3. In betreff der Landespolizeibeamten und Beamten der Polizeitruppen findet das KBG. nur soweit Anwendung, als nicht durch Kaiserliche Verordnung abweichende Vorschriften erlassen sind (§ 55).
4. Eine Kaiserliche Verordnung kann bestimmen, welche Vorschriften des KBG. auf eingeborene Beamte, auf Beamte der Kommunalverbände und andere Verbände des öffentlichen Rechts in den Schutzgebieten sowie auf Beamte im Ehrenamt und Notare Anwendung finden (§§ 57, 58 KGB.).
§ 19 .
3. Das Verordnungsrecht des Kaisers.
Da dem Kaiser die Ausübung der Schutzgewalt übertragen ist, kann er, insoweit er nicht durch das Schutzgebietsgesetz und andere Gesetze beschränkt ist, Gebote und Verbote für die Untertanen — wozu selbstverständlich auch die Eingeborenen zu rechnen sind — erlassen, sowie überhaupt, da die Schutzgewalt dasselbe ist wie die Staatsgewalt, Anordnungen jeder Art treffen.

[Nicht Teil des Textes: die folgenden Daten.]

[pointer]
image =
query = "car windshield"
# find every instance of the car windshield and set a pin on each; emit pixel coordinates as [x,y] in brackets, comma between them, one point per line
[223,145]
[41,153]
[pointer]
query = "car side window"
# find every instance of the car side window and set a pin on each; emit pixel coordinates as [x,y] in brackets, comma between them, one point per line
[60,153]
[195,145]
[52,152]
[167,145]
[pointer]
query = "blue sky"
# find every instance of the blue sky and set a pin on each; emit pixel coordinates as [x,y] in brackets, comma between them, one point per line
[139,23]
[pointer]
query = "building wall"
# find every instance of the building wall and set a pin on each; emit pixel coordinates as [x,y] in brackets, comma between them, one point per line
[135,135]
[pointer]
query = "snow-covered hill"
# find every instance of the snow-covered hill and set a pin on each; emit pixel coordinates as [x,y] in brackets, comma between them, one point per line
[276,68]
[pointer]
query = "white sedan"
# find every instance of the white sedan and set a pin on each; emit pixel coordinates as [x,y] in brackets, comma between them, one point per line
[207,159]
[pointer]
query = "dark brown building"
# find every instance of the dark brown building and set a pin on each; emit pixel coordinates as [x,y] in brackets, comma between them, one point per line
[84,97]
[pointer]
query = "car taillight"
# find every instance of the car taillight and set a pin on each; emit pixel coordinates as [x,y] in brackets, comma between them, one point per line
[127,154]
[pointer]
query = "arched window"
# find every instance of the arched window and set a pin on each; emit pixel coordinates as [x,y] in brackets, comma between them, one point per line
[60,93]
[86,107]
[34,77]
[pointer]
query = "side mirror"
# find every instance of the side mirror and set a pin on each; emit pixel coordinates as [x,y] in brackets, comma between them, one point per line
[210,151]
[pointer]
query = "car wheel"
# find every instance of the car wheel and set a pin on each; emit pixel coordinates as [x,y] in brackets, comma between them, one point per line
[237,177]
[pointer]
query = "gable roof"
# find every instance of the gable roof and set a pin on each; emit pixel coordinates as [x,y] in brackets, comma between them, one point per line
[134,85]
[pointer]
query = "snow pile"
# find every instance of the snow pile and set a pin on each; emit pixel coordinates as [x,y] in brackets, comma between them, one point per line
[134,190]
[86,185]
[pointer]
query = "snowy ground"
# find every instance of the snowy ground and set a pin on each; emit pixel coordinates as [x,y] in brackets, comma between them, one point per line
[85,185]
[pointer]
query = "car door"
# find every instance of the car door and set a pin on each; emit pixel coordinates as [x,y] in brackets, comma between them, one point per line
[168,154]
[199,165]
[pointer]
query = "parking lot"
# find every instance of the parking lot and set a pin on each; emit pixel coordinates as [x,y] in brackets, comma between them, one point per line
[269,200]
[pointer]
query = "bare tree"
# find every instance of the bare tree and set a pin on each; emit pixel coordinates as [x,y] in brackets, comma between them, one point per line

Der Kaiser kann also Rechtsnormen erlassen, die dieselbe Bedeutung wie die Gesetze haben. Nur nennt man die vom Kaiser aufgestellten Rechtssätze nicht Gesetz, — denn darunter versteht man Rechtsnormen, die unter der Mitwirkung einer Volksvertretung zustande gekommen sind — sondern Verordnung 1 .
Keine Kaiserliche Verordnung darf aber einem in den
1. Vergl. Backhaus über den Unterschied von Gesetz und Verordnung S. 5 f., 9; Zorn I S. 401 f.; Sassen (09) S. '1 ff.